Black Strings, Black Rings and State-space Manifold

State-space geometry is considered, for diverse three and four parameter non-spherical horizon rotating black brane configurations, in string theory and $M$-theory. We have explicitly examined the case of unit Kaluza-Klein momentum $D_1D_5P$ black strings, circular strings, small black rings and black supertubes. An investigation of the state-space pair correlation functions shows that there exist two classes of brane statistical configurations, {\it viz.}, the first category divulges a degenerate intrinsic equilibrium basis, while the second yields a non-degenerate, curved, intrinsic Riemannian geometry.
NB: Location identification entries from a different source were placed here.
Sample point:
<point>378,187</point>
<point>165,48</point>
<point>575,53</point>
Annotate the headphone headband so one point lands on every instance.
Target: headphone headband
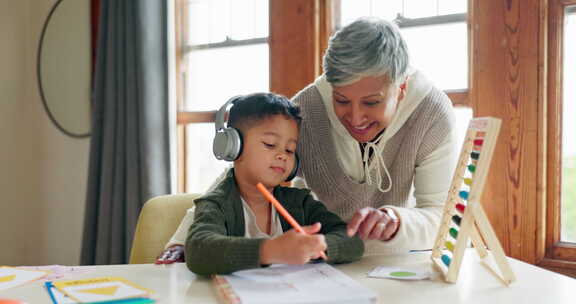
<point>221,114</point>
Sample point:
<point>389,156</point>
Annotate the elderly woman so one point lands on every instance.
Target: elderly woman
<point>376,141</point>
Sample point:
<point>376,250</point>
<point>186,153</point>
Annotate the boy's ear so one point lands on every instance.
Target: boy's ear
<point>294,171</point>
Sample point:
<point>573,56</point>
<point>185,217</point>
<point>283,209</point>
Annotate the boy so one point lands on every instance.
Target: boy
<point>235,227</point>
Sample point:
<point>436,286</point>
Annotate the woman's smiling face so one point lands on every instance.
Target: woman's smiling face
<point>367,106</point>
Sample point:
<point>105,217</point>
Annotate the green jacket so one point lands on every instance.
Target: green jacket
<point>216,242</point>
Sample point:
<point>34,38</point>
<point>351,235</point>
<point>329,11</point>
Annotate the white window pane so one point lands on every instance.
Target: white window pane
<point>352,9</point>
<point>249,19</point>
<point>447,7</point>
<point>441,52</point>
<point>205,21</point>
<point>388,10</point>
<point>445,60</point>
<point>420,8</point>
<point>215,75</point>
<point>463,116</point>
<point>202,167</point>
<point>568,218</point>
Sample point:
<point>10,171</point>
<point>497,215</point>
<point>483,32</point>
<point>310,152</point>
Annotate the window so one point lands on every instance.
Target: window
<point>435,31</point>
<point>561,150</point>
<point>224,52</point>
<point>568,190</point>
<point>437,37</point>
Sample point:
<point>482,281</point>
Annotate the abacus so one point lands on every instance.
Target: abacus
<point>464,218</point>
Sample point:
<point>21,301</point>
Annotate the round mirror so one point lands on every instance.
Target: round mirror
<point>64,66</point>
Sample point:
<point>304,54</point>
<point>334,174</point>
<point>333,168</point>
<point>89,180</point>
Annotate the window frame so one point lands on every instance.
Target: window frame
<point>560,256</point>
<point>312,23</point>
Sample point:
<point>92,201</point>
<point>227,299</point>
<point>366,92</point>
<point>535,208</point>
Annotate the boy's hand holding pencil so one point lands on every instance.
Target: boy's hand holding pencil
<point>297,246</point>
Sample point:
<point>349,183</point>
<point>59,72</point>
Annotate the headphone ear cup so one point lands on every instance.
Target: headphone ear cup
<point>227,144</point>
<point>294,169</point>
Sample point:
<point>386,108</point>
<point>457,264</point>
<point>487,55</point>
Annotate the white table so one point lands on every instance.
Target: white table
<point>175,284</point>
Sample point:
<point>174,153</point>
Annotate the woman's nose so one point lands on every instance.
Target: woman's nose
<point>281,156</point>
<point>356,116</point>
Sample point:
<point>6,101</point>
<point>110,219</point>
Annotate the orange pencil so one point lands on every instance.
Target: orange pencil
<point>283,212</point>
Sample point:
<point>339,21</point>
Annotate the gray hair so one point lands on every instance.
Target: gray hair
<point>366,47</point>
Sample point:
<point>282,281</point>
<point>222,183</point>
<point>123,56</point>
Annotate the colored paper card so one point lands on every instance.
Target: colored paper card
<point>101,289</point>
<point>12,277</point>
<point>56,295</point>
<point>399,273</point>
<point>58,272</point>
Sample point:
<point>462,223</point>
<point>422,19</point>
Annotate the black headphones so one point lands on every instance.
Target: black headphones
<point>227,143</point>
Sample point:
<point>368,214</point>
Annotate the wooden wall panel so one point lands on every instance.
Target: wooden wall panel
<point>508,84</point>
<point>294,45</point>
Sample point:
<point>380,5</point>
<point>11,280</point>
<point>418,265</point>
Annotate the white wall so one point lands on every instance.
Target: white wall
<point>42,171</point>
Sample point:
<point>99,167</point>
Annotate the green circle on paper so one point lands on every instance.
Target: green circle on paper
<point>402,274</point>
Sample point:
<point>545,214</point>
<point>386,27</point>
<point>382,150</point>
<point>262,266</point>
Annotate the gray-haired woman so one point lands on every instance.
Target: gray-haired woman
<point>376,141</point>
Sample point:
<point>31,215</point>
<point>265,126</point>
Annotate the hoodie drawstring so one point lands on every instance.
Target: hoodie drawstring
<point>369,167</point>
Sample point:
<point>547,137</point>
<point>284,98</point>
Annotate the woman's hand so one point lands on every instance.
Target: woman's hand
<point>374,224</point>
<point>294,247</point>
<point>172,254</point>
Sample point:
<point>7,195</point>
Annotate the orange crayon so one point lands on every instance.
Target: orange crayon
<point>283,212</point>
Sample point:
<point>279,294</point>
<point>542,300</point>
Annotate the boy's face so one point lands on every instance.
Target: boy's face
<point>268,151</point>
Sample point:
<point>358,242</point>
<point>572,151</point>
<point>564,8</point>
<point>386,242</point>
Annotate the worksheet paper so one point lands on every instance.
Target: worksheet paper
<point>310,283</point>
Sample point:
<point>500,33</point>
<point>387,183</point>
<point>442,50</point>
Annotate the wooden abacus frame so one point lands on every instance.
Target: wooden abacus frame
<point>464,211</point>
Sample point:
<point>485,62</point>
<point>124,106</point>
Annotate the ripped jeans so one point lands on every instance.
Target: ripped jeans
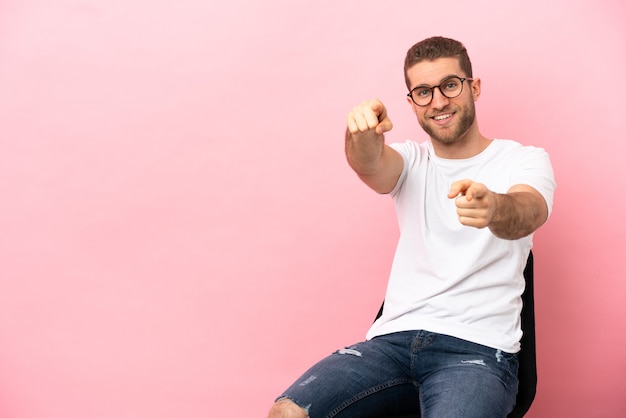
<point>415,372</point>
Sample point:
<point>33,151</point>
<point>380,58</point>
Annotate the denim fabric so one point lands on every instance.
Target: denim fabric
<point>412,371</point>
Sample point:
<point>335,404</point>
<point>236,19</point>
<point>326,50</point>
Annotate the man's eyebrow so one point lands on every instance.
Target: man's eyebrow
<point>441,81</point>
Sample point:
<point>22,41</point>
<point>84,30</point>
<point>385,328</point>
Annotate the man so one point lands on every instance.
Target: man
<point>467,207</point>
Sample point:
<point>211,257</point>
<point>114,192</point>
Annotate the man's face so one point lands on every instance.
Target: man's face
<point>444,120</point>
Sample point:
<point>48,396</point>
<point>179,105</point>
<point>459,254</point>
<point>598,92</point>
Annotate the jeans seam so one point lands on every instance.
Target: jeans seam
<point>367,393</point>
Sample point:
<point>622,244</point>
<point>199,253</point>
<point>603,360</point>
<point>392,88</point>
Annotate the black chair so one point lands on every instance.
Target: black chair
<point>527,356</point>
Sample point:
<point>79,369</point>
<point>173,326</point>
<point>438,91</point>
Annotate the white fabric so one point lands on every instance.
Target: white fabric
<point>450,278</point>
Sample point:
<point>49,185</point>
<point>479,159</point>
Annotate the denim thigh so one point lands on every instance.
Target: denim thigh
<point>458,378</point>
<point>366,380</point>
<point>409,372</point>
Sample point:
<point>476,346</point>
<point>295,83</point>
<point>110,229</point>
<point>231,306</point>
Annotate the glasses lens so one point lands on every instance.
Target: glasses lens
<point>451,87</point>
<point>422,95</point>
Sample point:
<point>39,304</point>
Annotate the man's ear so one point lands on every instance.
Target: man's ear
<point>413,105</point>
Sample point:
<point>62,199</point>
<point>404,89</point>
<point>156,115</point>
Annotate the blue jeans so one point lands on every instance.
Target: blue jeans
<point>409,372</point>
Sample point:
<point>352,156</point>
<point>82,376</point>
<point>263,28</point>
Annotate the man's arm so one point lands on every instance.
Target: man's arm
<point>513,215</point>
<point>377,165</point>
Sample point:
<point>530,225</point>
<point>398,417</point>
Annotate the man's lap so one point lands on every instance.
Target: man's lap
<point>406,371</point>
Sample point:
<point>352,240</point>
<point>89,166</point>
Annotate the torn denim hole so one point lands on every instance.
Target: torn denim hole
<point>308,380</point>
<point>477,362</point>
<point>350,351</point>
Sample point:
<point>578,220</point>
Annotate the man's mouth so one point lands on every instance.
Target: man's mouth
<point>440,118</point>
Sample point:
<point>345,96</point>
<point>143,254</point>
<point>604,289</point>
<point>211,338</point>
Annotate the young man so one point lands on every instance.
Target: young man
<point>467,207</point>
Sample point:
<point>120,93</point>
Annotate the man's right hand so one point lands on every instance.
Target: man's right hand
<point>368,116</point>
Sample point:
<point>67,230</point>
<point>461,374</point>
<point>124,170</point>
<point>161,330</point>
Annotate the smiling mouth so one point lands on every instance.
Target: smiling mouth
<point>443,117</point>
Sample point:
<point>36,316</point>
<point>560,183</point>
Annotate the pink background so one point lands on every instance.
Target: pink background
<point>180,235</point>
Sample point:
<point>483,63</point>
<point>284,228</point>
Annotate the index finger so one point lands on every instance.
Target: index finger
<point>459,187</point>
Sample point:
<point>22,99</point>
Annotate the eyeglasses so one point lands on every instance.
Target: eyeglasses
<point>451,87</point>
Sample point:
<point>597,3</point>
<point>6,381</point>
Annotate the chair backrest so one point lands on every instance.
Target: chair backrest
<point>527,356</point>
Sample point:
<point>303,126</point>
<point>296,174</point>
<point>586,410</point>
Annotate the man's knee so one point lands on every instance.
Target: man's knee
<point>284,408</point>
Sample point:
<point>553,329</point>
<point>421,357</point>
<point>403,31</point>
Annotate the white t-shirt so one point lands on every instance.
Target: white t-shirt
<point>454,279</point>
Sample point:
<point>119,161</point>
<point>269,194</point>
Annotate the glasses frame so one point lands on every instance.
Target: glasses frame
<point>432,90</point>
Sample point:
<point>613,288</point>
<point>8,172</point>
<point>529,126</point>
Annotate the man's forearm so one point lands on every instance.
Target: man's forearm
<point>517,214</point>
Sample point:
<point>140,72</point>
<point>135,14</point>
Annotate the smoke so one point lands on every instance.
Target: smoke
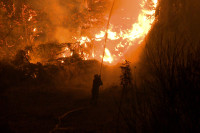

Specifically, the solutions with finitely many branes expose that the two charged rotating $D_1D_5$ black strings and three charged rotating small black rings consort real degenerate state-space manifolds. Interestingly, arbitrary valued $M_5$-dipole charged rotating circular strings and Maldacena Strominger Witten black rings exhibit non-degenerate, positively curved, comprehensively regular state-space configurations. Furthermore, the state-space geometry of single bubbled rings admits a well-defined, positive definite, everywhere regular and curved intrinsic Riemannian manifold; except for the two finite values of conserved electric charge. We also discuss the implication and potential significance of this work for the physics of black holes in string theory.